Wenn der Urlaub bei der Abfahrt anfängt

Es war schon verdammt früh. Die Straßen waren noch leer und bis auf den Busfahrer waren alle noch ein bisschen müde. Wie gut, dass sich die Fahrgäste auf der StadtAnzeiger-Leserreise nach Norderney entspannt zurücklehnen und darauf vertrauen konnten, dass Horst Dönnebrink seinen modernen Fernreisebus sicher zum Fähranleger nach Norddeich lenken würde.

Von der Fähre in den Bus. Entspannt und gut erholt traten die Teilnehmer der Leserreise die Rückfahrt an. Foto: ba

Kreis. Die Teilnehmer der Leserreise machten es sich gemütlich, betrieben Augenpflege, hörten Musik, lauschten einem Hörbuch oder unterhielten sich leise, um die anderen Reisenden nicht zu stören. Was sie nicht wussten, welche unglaubliche Logistik hinter so einer Reise steht. Fünf Reisebusse von Hoge Reisen aus Ahaus waren in der Morgendämmerung aufgebrochen. Schnurstracks ging es über die A31 der Nordsee entgegen. Pünktlich setzte Horst Dönnebrink seine Fahrgäste am Fähranleger ab, wo sie ohne Wartezeit an Bord gehen konnten. Während sich der Fahrer um seinen Bus kümmerte, genossen die Reisenden die Überfahrt zur Insel Norderney. Vorbei an der Sandbank, auf der sich einige Seehunde tummelten, tauchte bald die Inselsilhouette am Horizont auf.

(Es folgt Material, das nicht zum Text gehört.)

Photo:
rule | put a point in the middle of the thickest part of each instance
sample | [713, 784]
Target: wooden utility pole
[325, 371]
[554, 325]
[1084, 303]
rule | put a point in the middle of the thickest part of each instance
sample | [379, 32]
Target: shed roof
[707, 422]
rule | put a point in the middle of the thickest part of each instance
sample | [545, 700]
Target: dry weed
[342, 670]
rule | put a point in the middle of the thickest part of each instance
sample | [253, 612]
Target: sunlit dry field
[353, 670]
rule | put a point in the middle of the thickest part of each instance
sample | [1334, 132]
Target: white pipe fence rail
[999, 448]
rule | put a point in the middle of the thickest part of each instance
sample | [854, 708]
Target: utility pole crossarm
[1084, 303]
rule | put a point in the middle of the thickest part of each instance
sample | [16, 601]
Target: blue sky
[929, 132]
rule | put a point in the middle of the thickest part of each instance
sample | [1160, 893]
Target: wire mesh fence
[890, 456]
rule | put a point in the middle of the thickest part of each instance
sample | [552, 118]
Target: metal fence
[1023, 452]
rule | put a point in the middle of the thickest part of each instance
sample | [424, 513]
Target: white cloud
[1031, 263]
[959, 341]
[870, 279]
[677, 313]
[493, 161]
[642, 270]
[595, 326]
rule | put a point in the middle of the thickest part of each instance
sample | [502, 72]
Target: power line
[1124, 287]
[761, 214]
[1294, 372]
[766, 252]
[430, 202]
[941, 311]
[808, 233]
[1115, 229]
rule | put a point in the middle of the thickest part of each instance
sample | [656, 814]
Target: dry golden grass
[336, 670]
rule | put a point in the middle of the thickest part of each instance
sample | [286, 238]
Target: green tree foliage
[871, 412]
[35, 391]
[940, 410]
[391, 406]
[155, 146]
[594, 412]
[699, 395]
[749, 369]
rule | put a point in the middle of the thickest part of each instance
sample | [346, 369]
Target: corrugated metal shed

Nach dem Aussteigen wurden die Teilnehmer bereits erwartet und mit bereitgestellten Bussen in die Stadt gebracht. Dort zerstreuten sie sich in alle Himmelsrichtungen. Jeder gestaltete sich seinen persönlichen Norderney-Urlaubstag. Einige, die zum letzten Mal in ihrer Kindheit auf der Insel gewesen waren, erkundeten die Stadt mit großer Neugier, wollten wissen, wie sich alles verändert hat. Einige nutzten den Tag zu ausgedehnten Spaziergängen am Strand, andere mieteten sich Räder und eroberten die ganze Insel über das gut ausgebaute Radwegenetz. Ein Besuch der weißen Düne mit dem langen Sandstrand durfte nicht fehlen. Mit dem Rad ist dieser beliebte Ausflugspunkt schnell erreicht.

Unvergesslich die Fahrt durch die abwechslungsreiche Dünenlandschaft, durch den Naturpark Barkenpad, um am Ende vor dem 54 Meter hohen Leuchtturm zu stehen. Ehrensache, die 254 Stufen hinaufzuklettern und einen grandiosen Blick über das Inselparadies zu genießen, die Wattwanderer zu beobachten oder den Flugzeugen auf dem Inselflugplatz beim Start und der Landung zuzusehen. Ein Blick hinüber zum Festland, das zum Greifen nahe liegt. Diese sportlichen Anstrengungen machen genauso hungrig wie ein Bad in der Nordsee bei 20 Grad Wassertemperatur. Für diese Genüsse hat die Insel eine abwechslungsreiche Küche zu bieten. Und wo bekommen Gäste sonst die Gelegenheit, fangfrischen Fisch aus dem Meer zu genießen, als auf einer Insel.

Zwar verabschiedete sich die Sonne nach der Mittagspause hinter einer geschlossenen Wolkendecke, doch es blieb trocken und viele nutzten nun die Zeit für einen ausgedehnten Stadtbummel, eine Genusspause bei belgischen Waffeln mit Erdbeeren oder Eis und heißen Kirschen. Leider ist es wie im wirklichen Leben, die schönste Zeit geht immer viel zu schnell vorbei und es hieß Abschied nehmen. Ohne Stress ging es von der Stadt zum Anleger, auf die nächste Fähre und zum Festland, wo die fünf Hoge-Reisebusse auf ihre Fahrgäste warteten. Horst Dönnebrink startete frisch und ausgeruht seinen Bus und brachte seine Gäste sicher an den Heimatort zurück. Mit ein bisschen Sand in den Schuhen und Wehmut im Herzen.